Five young men sat across the table in the quiet cafeteria, telling me about their travails on the street. All had fallen prey to drugs and gangs. Most had spent time in jail. Now freed, they are eager to start their lives over, on a good path…and this place, Neighborhood House, is their ticket out.

Yesterday I spent the day in Saginaw, hearing stories I’d only read about in newspapers and magazines, meeting people in the flesh with big hearts and earnest eyes. I realized how perilous our paths can be – born into one family or another, our chances at success are carved for us almost at birth.

At the end of the day, these young men gathered to welcome van-loads of precious children, brought to “The Neib” after school for a hot meal, homework help and camaraderie in the gym – an attempt to steer their paths away from danger. These young men are their role models, their mentors, and by giving back, the young men hope to blaze a new path in a new direction.

The neighborhood around Neighborhood House, run by Lutheran Social Services of Michigan, a Your People client, is clean and sparse, with empty lots and houses that have stood witness for many, many years. Nearby, a new development of unsubsidized three-bedroom family homes are occupied and teeming with new life. Miss Yvonne, the director of Neighborhood House, provides a place to go and loving guidance to young people who she believes can do and be anything.

How lucky am I that this is part of my daily work?

And how lucky am I that I was born into a different family and community, without the immense challenges that Daniel and MC and Apollo and Ronnie face? Or sweet young Veronica and Anaya, in their pink heart-decorated clothing and eager smiles?

As I drove away late in the day, I was grateful in a way I never had been for my upbringing. I never had to worry about…anything. My parents gave me everything and even without the everything part, I still had everything.

Of course, I never really knew it until faced with a different kind of childhood, like I saw yesterday.

My parents guided me to study and become educated. It was never a question that I would go to college; and it was never a question that I’d have to scrounge up money to pay for it.

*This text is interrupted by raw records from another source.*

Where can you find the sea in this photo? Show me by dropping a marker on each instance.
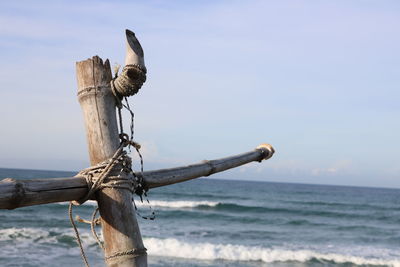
(210, 222)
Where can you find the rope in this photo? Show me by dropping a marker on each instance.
(116, 172)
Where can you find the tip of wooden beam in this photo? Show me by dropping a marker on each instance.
(267, 149)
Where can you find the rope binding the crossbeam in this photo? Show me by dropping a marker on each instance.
(116, 172)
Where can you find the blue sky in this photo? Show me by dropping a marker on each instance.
(319, 80)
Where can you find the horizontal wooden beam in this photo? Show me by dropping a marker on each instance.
(21, 193)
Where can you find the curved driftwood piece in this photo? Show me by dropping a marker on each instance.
(21, 193)
(206, 168)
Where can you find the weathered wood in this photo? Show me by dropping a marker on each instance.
(120, 229)
(206, 168)
(20, 193)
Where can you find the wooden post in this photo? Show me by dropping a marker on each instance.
(21, 193)
(120, 228)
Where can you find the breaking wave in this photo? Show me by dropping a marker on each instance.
(206, 251)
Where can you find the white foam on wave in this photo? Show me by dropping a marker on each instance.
(206, 251)
(177, 204)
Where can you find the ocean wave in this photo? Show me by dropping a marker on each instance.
(206, 251)
(27, 236)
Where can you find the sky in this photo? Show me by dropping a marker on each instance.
(318, 80)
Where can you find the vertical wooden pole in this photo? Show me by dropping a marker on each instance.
(120, 228)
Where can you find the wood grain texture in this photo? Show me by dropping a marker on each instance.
(21, 193)
(120, 228)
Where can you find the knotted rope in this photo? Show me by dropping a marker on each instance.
(116, 172)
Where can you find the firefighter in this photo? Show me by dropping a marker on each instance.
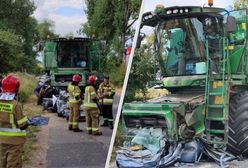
(74, 103)
(106, 93)
(13, 124)
(91, 107)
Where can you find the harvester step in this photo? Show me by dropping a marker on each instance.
(216, 131)
(215, 94)
(216, 106)
(215, 118)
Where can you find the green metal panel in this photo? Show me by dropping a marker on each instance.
(49, 55)
(180, 81)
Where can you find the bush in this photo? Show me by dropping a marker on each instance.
(28, 83)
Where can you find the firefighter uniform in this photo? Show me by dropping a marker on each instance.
(106, 91)
(12, 138)
(74, 104)
(92, 111)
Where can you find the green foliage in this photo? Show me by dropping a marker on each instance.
(112, 20)
(45, 29)
(240, 4)
(28, 83)
(141, 73)
(9, 50)
(19, 33)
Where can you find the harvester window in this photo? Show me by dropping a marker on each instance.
(72, 54)
(182, 44)
(238, 37)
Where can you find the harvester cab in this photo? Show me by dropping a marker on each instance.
(202, 55)
(64, 57)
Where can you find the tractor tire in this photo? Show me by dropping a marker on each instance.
(238, 124)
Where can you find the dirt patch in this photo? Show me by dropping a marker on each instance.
(38, 156)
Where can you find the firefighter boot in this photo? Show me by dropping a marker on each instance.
(105, 123)
(96, 133)
(110, 124)
(89, 131)
(77, 130)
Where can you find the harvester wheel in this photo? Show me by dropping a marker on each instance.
(238, 124)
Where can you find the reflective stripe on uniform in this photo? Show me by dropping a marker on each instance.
(95, 129)
(73, 101)
(23, 120)
(88, 103)
(107, 101)
(73, 93)
(11, 120)
(74, 123)
(6, 107)
(12, 132)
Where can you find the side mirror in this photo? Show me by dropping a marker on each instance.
(138, 44)
(231, 24)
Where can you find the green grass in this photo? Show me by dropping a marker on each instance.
(28, 83)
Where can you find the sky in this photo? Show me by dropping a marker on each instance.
(151, 4)
(68, 15)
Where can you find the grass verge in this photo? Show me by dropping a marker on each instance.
(28, 99)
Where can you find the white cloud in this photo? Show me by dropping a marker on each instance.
(67, 24)
(63, 24)
(150, 5)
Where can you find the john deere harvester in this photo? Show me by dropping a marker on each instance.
(202, 54)
(62, 58)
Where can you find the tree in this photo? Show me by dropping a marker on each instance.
(18, 35)
(240, 4)
(45, 29)
(142, 71)
(112, 20)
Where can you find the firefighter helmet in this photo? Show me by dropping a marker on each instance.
(10, 84)
(92, 79)
(76, 78)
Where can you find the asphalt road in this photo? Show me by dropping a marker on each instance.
(77, 150)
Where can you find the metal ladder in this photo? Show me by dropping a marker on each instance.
(217, 102)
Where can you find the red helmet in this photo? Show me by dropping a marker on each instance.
(10, 84)
(76, 78)
(92, 79)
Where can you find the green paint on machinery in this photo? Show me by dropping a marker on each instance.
(202, 54)
(62, 58)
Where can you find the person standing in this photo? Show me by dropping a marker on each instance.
(91, 107)
(106, 93)
(13, 124)
(74, 103)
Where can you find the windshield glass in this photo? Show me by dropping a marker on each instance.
(181, 44)
(72, 54)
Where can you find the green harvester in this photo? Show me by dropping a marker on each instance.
(203, 57)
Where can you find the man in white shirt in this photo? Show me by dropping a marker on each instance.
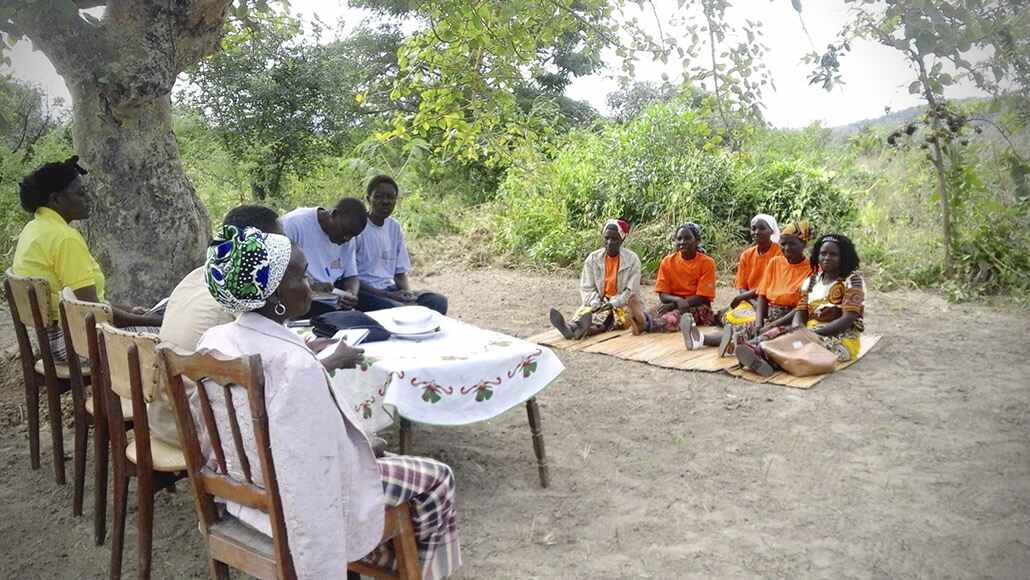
(191, 311)
(327, 238)
(382, 257)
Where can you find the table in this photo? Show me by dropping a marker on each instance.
(462, 375)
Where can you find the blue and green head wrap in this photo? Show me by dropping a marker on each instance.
(244, 267)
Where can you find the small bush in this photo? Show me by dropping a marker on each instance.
(662, 169)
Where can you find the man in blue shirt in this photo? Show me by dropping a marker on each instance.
(382, 257)
(327, 239)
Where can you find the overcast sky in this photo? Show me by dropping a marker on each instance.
(876, 76)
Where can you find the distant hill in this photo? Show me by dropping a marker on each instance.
(894, 118)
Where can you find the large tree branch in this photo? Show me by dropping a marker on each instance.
(69, 42)
(199, 26)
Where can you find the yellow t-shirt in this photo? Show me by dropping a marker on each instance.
(49, 248)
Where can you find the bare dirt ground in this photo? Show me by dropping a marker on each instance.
(913, 464)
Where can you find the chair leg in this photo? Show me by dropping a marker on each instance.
(118, 525)
(144, 531)
(102, 446)
(217, 570)
(81, 444)
(406, 550)
(57, 433)
(32, 408)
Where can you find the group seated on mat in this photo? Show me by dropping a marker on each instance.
(256, 276)
(780, 292)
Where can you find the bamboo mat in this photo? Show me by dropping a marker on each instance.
(663, 349)
(783, 379)
(666, 350)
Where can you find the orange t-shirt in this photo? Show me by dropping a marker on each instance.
(686, 277)
(782, 283)
(751, 269)
(611, 275)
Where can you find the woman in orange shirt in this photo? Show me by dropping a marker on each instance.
(778, 292)
(750, 270)
(610, 275)
(685, 286)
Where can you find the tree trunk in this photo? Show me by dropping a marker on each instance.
(147, 229)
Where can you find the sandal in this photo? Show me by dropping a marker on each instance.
(558, 321)
(692, 337)
(751, 360)
(727, 342)
(581, 327)
(638, 318)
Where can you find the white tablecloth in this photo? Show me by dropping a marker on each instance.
(462, 375)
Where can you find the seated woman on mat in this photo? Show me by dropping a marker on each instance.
(750, 271)
(832, 303)
(334, 484)
(49, 248)
(778, 292)
(610, 276)
(685, 286)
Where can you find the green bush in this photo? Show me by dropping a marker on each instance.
(663, 168)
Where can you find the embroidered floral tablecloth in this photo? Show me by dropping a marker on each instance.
(462, 375)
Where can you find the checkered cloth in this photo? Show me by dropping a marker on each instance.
(59, 350)
(430, 486)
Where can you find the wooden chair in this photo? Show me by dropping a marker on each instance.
(30, 307)
(230, 543)
(79, 319)
(129, 363)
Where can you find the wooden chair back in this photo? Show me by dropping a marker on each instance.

All the obstacles and barriers that many Americans face were removed before I knew they existed. How lucky. How fortunate. How spoiled.

The immense gratitude that I have for the path I was put on from birth is indescribable. We are mere miles apart but worlds different – and yet, at the core, we are exactly the same.

Hearts beating, dreams spinning in vibrant colors, passion and love and desire to be loved all the same. 

That’s the thing: we live in a family of human beings, of souls that are identical in makeup and ability, and yet but for the grace of God, one of us walks through so many open doors and another flinches at the slamming of every door in his face.

I was embarrassed that I did not know so many employers won’t hire someone with a felony on their record. These earnest young men – who will give them a chance? Don’t they deserve everything I’ve had the opportunity for, too?

Of course they do.

Where is the humanity in humanity? The coming-together of hearts and minds, to make sure all doors are open in all directions, like Abraham’s tent?

My twentysomething idealistic zeal reared its ugly head yesterday because I have always believed – and I still do today – that all people deserve chances. We all make mistakes, but our communities of origin determine whether they brand us for life or can be neatly tucked away in obscurity so no one else sees.

Today, I walk into my daily work with new eyes. I’ve always been dedicated to a path of making the world better, a higher purpose driving my work. Even moreso now. If I can do anything to make a difference for people who need it, you better believe I will make that top priority.